Elle se fiait entièrement au jugement de son mari et aurait bravé les plus grands dangers plutôt que de rester loin de lui. Elle l’aimait véritablement, profondément, et adorait son petit garçon.

S’il lui avait été permis de pénétrer l’avenir, elle aurait été paralysée d’horreur ; mais par bonheur pour elle, comme pour nous tous, elle ne savait pas ce que le lendemain lui réservait de douleur.

C’était la veille du jour où l’éclaireur infortuné et son enfant nous ont été montrés dans la plaine ; le petit enfant reposait dans les bras de sa mère, riant, gazouillant et s’amusant, pendant que Marion le berçait sur le balcon entouré de vignes de sa petite maison.

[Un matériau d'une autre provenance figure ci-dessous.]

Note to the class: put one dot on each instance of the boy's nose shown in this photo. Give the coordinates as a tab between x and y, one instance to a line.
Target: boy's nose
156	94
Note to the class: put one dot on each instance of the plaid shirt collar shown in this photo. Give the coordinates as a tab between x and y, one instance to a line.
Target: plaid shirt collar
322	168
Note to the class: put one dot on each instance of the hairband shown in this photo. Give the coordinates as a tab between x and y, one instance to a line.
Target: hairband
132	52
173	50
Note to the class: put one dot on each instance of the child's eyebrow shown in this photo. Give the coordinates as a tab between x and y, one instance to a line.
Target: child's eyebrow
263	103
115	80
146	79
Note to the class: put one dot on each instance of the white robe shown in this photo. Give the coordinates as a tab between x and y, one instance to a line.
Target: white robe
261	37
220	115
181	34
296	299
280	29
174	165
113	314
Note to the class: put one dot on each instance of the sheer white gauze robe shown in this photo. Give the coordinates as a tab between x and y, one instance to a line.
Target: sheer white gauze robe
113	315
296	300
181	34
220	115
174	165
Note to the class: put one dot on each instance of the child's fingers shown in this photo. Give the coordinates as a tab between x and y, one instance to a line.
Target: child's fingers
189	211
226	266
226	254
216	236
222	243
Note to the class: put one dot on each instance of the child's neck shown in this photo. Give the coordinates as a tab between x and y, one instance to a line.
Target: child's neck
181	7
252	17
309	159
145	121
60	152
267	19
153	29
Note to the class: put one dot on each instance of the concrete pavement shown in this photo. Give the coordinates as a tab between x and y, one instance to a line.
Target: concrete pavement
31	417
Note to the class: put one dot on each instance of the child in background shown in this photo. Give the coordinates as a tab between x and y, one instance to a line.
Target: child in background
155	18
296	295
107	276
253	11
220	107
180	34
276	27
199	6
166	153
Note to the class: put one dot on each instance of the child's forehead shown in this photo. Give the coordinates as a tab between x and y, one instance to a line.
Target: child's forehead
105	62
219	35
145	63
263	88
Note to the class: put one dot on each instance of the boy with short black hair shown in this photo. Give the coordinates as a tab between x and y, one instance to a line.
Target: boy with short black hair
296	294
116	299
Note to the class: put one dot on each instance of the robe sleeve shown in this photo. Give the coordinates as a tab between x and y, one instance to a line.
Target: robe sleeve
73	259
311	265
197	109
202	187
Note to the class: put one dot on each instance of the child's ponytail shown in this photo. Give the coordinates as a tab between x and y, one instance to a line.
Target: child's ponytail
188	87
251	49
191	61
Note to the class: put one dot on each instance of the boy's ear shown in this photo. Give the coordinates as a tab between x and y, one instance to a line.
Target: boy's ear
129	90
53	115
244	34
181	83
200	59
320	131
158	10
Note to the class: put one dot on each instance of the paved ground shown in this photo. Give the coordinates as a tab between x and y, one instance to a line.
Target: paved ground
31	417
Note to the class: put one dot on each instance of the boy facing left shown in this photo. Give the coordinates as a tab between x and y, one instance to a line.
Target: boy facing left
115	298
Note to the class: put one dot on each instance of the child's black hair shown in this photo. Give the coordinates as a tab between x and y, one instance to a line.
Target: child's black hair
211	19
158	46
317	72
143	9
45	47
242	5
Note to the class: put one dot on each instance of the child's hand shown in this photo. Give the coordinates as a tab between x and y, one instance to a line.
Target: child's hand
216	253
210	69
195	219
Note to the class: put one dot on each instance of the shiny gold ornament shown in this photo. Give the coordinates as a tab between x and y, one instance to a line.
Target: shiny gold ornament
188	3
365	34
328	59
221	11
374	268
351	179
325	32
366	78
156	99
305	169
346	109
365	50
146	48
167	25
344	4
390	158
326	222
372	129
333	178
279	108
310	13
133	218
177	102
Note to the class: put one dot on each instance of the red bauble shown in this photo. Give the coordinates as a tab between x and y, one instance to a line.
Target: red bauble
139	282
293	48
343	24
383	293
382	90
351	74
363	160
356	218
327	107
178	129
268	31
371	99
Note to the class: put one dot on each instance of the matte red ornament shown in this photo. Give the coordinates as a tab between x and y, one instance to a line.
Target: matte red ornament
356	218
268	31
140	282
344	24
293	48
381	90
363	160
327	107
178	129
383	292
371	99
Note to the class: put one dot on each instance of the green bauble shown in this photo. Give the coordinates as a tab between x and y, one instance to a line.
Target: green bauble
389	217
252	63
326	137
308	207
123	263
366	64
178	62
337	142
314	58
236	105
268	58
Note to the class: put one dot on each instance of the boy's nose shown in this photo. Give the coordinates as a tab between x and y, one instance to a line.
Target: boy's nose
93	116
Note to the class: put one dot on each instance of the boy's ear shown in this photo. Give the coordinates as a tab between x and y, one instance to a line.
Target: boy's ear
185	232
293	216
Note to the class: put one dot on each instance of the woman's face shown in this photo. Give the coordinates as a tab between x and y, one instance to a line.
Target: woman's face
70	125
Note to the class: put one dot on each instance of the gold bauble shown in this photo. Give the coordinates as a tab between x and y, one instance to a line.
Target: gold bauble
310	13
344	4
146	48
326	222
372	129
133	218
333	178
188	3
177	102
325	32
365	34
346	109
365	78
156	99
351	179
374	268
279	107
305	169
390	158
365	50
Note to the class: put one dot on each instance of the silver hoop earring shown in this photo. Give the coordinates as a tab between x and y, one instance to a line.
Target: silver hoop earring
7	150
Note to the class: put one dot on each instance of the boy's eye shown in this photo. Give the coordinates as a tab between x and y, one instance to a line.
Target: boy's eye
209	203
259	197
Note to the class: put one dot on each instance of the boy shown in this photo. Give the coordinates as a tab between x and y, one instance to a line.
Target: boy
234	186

À ce moment, Marion espérait entendre d’un moment à l’autre, le bruit des sabots du cheval de son mari, sur le sentier étroit qui traversait le fond du bois, car Munroe descendait le ruisseau, après avoir fait son devoir au camp Johnston.

Considérant la distance qui les séparait des autres établissements, la loge forestière des Munroe était bien et proprement meublée. Un goût artistique avait été déployé dans l’arrangement d’une grande chambre dont les murs étaient ornés de cornes d’antilopes et de daims, de plumes d’oiseaux magnifiques, d’herbes et de mousses curieuses.

Marion, tout avertie qu’elle était que sa maison se trouvait dans un endroit dangereux sur la frontière, demeurait convaincue qu’elle devait être à l’abri de toute découverte, à cause de son isolement et de sa position à la fourche des ruisseaux, où seulement par hasard un ennemi pouvait entrer.

Si la demeure avait été située cinq milles plus haut ou plus bas sur le Concho, Marion n’aurait pas osé y demeurer une seule nuit, et certes son mari ne l’aurait pas voulu.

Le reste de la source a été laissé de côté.